Even the wily GOP Senate Majority Leader Mitch McConnell, who has publicly acknowledged Biden’s victory, recently warned Republican senators to resist calls to disrupt the count because it would ultimately force the chamber to vote against Trump.
Here’s how Pence comes in
Some Trump supporters are now hoping Pence will use his constitutional role overseeing this process to somehow swing the outcome in Trump’s favor.
Trump reportedly became furious with Pence after watching a Lincoln Project ad that accused Pence of “backing away” from Trump’s “trainwreck” to save his own reputation. The ad closes by saying Pence will put the nail in Trump’s political coffin on January 6.
Trump later retweeted a call for Pence to “act” by refusing to certify the Electoral College results last Wednesday evening.
Pressure is building on Pence from outside the White House, too, in unusual ways, even by the Trump era’s standards.
The Rasmussen polling agency, which has faced accusations of pro-GOP bias, posted a bizarre and controversial series of tweets that suggested Pence could simply not count the Electoral College ballots he didn’t like.
To support that theory, which appears to suggest that the sitting vice president could single-handedly decide the winner of any presidential election, the polling agency cited a quote (supposedly) from the notoriously bloody Soviet dictator Josef Stalin.
The agency later dismissed objections to its Stalin citation with an “LOL” and accused its critics of being the “usual partisan hacks.”
Pence is also facing a lawsuit over his January 6 role. House Republican Louie Gohmert of Texas filed the suit in his home state on Sunday. He’s demanding a federal judge allow Pence to exercise supreme judgement in the vote-counting procedure.
Legal experts have poured scorn on the idea that Pence can exercise this kind of unfettered power to single-handedly decide the next president.
“If the Twelfth Amendment somehow gave the vice president the power to unilaterally throw out electoral votes for the other guy in favor of their own party (and even themselves), one might think that one of them would’ve noticed by now,” tweeted Steven Vladeck, an expert on national security law at the University of Texas at Austin School of Law.
Gohmert’s goofy lawsuit prompted a public rebuke from none other than Alyssa Farrah, who worked for Pence for two years before moving over to become the White House communications director and then resigning on December 4.
“Uh, Guys.. why don’t we focus our efforts on winning back the House in ’22,” Farrah wrote.
Pence Can’t Do It
Unfortunately for Trump, Gohmert, and the Rasmussen polling agency, the vice president’s role in this process is actually feeble, according to Levitt and other election law experts.
“His job is to open the envelopes with the electoral votes,” Levitt said. “He reads the certificates and asks for objections if there are any. But if there are any objections, the law clearly says that the chambers of Congress deal with the objections, not the VP. He’s the ceremonial letter-opener, not a decider.”
That appears to leave Pence with no room to maneuver, no matter how much Trump fans want him to, Levitt said.

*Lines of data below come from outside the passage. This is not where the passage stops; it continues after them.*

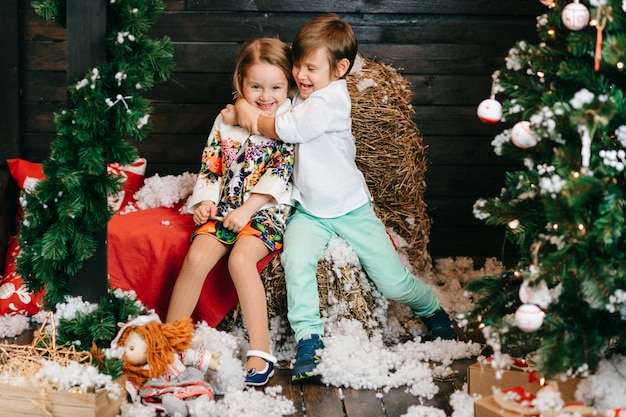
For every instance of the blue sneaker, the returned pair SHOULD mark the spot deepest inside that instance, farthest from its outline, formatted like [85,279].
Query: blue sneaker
[259,378]
[440,326]
[307,357]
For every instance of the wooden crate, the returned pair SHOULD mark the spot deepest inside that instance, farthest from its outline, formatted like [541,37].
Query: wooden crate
[31,402]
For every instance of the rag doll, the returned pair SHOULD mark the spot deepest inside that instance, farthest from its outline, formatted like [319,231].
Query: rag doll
[160,368]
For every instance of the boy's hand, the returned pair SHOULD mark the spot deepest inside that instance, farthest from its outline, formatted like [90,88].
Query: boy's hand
[229,114]
[247,116]
[204,212]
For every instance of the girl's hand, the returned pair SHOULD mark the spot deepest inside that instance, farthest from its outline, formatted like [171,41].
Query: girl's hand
[204,211]
[237,219]
[229,114]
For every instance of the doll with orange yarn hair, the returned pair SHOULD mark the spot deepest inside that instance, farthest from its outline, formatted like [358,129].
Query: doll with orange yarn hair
[160,367]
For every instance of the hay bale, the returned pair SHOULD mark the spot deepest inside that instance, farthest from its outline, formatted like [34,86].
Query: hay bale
[391,156]
[390,153]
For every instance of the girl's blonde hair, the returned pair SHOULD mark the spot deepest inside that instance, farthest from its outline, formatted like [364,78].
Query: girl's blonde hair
[329,32]
[269,50]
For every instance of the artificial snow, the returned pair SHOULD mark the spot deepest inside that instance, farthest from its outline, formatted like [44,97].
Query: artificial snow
[379,357]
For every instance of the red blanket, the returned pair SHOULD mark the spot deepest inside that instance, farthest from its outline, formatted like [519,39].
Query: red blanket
[145,252]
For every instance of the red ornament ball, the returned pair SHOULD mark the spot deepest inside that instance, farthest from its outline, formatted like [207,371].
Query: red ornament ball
[529,317]
[522,136]
[575,16]
[489,111]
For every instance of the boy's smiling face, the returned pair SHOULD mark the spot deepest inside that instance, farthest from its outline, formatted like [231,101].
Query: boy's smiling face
[313,72]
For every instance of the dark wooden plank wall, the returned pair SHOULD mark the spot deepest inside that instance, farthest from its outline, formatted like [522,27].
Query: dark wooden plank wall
[447,49]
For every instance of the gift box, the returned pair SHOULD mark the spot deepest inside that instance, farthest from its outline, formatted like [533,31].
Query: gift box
[482,377]
[492,405]
[18,401]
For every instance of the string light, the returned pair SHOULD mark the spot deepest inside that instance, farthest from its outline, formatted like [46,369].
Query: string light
[513,224]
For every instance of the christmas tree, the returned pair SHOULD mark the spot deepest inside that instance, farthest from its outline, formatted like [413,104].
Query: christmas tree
[562,101]
[64,211]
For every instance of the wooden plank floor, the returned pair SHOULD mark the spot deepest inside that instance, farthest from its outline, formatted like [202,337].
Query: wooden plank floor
[312,398]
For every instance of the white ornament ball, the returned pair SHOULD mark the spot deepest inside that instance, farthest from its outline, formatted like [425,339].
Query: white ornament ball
[522,136]
[575,16]
[529,317]
[489,111]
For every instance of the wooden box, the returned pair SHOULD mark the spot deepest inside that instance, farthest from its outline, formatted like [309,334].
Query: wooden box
[482,378]
[27,401]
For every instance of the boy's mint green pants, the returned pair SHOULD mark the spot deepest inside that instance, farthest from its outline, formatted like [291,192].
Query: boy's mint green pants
[305,239]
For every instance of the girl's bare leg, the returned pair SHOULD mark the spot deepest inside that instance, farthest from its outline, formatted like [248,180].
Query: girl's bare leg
[242,261]
[201,257]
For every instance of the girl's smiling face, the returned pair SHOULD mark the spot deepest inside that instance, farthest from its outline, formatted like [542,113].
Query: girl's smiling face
[313,72]
[265,87]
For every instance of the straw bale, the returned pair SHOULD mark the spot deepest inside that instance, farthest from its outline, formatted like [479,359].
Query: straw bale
[390,153]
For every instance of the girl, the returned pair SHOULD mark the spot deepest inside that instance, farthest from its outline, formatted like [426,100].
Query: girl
[241,201]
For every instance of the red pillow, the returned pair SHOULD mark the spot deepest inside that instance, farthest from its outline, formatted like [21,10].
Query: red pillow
[24,171]
[133,175]
[14,296]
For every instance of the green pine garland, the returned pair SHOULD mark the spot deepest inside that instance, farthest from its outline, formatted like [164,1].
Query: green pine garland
[94,330]
[65,211]
[568,219]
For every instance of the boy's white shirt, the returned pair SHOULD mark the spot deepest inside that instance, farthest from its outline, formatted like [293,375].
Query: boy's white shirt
[327,182]
[268,184]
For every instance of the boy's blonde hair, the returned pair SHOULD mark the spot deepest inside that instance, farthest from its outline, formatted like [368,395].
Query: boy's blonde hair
[269,50]
[326,31]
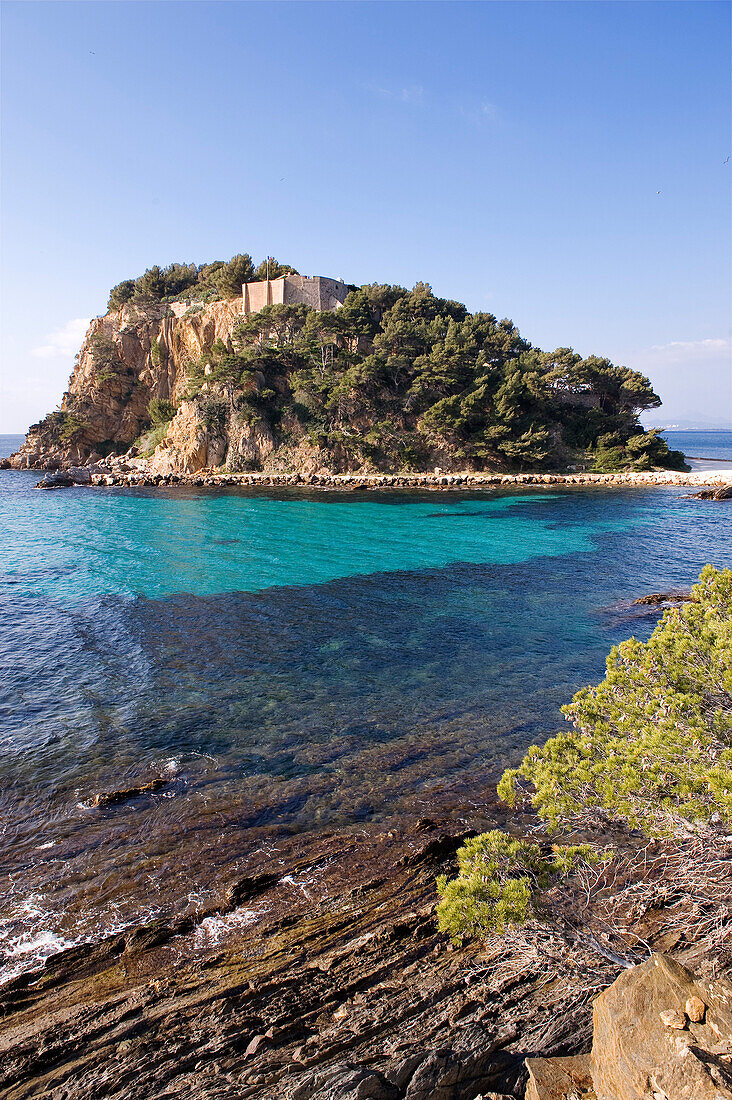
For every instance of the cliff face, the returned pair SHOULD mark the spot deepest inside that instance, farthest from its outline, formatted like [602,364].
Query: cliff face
[128,358]
[393,380]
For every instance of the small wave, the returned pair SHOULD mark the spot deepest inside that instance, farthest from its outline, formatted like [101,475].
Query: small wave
[212,930]
[28,937]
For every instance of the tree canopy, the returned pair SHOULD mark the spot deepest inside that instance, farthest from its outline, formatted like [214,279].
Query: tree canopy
[216,279]
[652,745]
[400,378]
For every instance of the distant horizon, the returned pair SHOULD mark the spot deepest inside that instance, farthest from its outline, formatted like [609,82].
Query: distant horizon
[566,165]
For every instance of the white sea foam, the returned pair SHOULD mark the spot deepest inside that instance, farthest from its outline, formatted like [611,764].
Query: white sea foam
[212,930]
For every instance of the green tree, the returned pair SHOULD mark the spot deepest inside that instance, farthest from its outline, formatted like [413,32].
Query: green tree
[652,745]
[272,270]
[499,882]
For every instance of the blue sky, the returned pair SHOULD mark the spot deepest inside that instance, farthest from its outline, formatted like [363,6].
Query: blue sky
[510,154]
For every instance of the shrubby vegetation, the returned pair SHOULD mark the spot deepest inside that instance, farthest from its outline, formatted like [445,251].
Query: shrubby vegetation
[652,745]
[404,380]
[652,750]
[203,282]
[400,378]
[499,880]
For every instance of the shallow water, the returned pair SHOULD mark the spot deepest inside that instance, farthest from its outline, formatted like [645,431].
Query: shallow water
[288,661]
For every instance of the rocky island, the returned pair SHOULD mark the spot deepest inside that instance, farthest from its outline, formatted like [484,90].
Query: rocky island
[235,370]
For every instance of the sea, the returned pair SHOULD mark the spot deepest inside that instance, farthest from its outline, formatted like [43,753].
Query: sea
[290,661]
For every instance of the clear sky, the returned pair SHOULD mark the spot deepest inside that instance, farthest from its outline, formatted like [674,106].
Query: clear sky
[558,163]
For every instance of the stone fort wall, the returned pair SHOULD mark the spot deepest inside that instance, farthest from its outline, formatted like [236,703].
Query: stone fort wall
[316,292]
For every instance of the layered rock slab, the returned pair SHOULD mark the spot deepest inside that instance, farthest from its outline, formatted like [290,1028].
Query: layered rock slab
[659,1033]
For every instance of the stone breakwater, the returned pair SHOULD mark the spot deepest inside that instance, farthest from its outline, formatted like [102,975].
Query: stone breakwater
[99,476]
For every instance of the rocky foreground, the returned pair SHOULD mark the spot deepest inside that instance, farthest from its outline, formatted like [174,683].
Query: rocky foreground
[325,977]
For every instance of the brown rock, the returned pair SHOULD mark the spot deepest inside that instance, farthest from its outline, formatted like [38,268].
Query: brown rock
[635,1043]
[559,1078]
[672,1018]
[112,798]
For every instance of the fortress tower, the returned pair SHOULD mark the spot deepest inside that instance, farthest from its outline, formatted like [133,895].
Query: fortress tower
[314,290]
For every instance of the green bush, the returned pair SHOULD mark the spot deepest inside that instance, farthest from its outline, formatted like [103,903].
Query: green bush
[498,881]
[161,410]
[652,745]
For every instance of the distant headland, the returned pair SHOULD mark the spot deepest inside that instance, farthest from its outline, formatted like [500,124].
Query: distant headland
[242,369]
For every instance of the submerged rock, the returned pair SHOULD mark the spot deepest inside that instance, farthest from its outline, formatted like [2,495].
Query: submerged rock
[664,597]
[112,798]
[721,493]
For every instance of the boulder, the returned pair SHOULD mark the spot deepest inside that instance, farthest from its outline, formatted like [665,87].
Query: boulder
[113,798]
[61,480]
[640,1048]
[659,1033]
[559,1078]
[722,493]
[664,597]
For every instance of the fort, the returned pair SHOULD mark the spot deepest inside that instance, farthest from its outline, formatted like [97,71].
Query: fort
[314,290]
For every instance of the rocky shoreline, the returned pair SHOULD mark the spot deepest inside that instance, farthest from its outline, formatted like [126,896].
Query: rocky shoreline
[131,473]
[340,986]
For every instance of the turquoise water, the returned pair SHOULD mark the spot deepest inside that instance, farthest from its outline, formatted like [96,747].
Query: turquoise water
[292,662]
[155,543]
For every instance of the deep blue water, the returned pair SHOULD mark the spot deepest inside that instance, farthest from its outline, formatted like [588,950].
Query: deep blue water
[292,661]
[701,444]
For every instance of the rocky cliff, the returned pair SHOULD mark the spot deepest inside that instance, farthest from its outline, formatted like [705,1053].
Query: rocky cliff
[129,358]
[390,381]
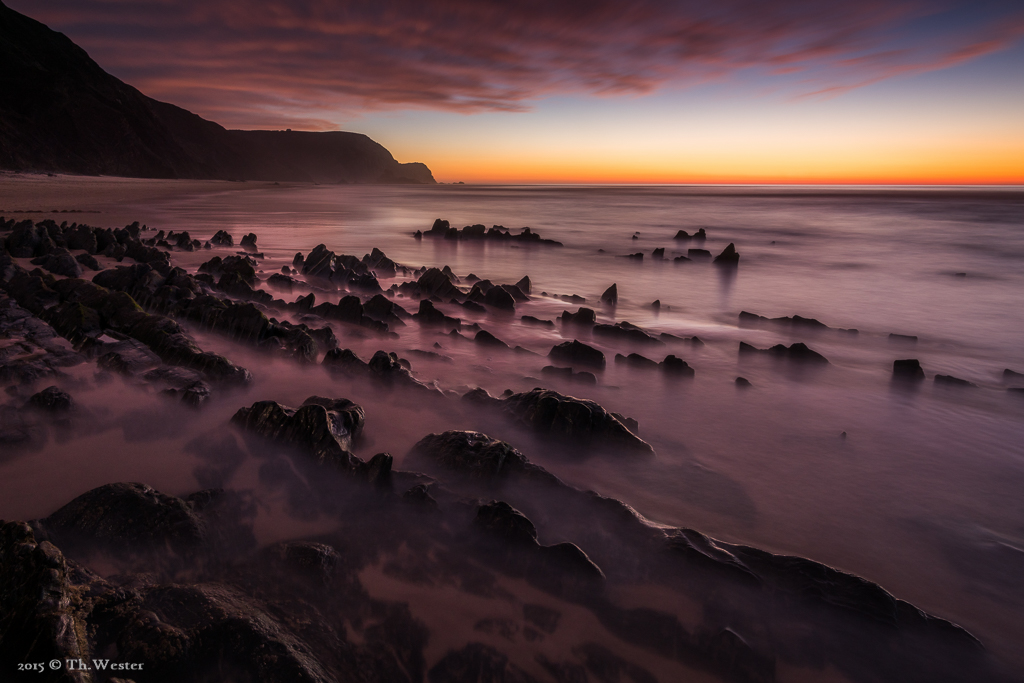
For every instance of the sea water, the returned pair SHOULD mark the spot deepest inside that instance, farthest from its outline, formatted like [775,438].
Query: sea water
[919,489]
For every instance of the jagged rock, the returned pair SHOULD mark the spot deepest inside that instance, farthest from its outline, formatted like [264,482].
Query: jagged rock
[585,422]
[908,369]
[41,615]
[249,242]
[476,456]
[626,332]
[949,380]
[484,338]
[89,261]
[583,316]
[578,353]
[566,373]
[529,319]
[798,352]
[325,428]
[52,399]
[729,256]
[636,360]
[60,262]
[674,366]
[222,239]
[431,316]
[610,296]
[128,516]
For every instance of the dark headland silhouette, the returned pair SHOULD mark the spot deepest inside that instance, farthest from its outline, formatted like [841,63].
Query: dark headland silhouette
[61,113]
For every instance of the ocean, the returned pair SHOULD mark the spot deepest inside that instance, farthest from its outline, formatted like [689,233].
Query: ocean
[915,487]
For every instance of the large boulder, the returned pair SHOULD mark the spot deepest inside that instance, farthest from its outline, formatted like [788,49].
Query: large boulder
[128,516]
[324,428]
[581,421]
[578,353]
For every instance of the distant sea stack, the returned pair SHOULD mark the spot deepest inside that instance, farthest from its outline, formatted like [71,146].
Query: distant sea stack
[61,113]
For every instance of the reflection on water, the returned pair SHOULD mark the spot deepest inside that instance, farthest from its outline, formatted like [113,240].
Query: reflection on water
[922,495]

“He’s basically got the same role that the presenter has at the Oscars,” Levitt said. “The actor at the mic doesn’t actually decide who wins Best Picture.”
Pence could conceivably find a way to weasel out of the role altogether, though.
The Constitution says that the president of the Senate is supposed to do the job—which is technically Pence. But if Pence isn’t around, the business could be performed by the President pro tempore of the Senate, which would be Sen. Chuck Grassley, a Republican from Iowa.
Given all this mishegoss, it’s little wonder Pence is reportedly planning a trip out of the country—as early as the evening of January 6.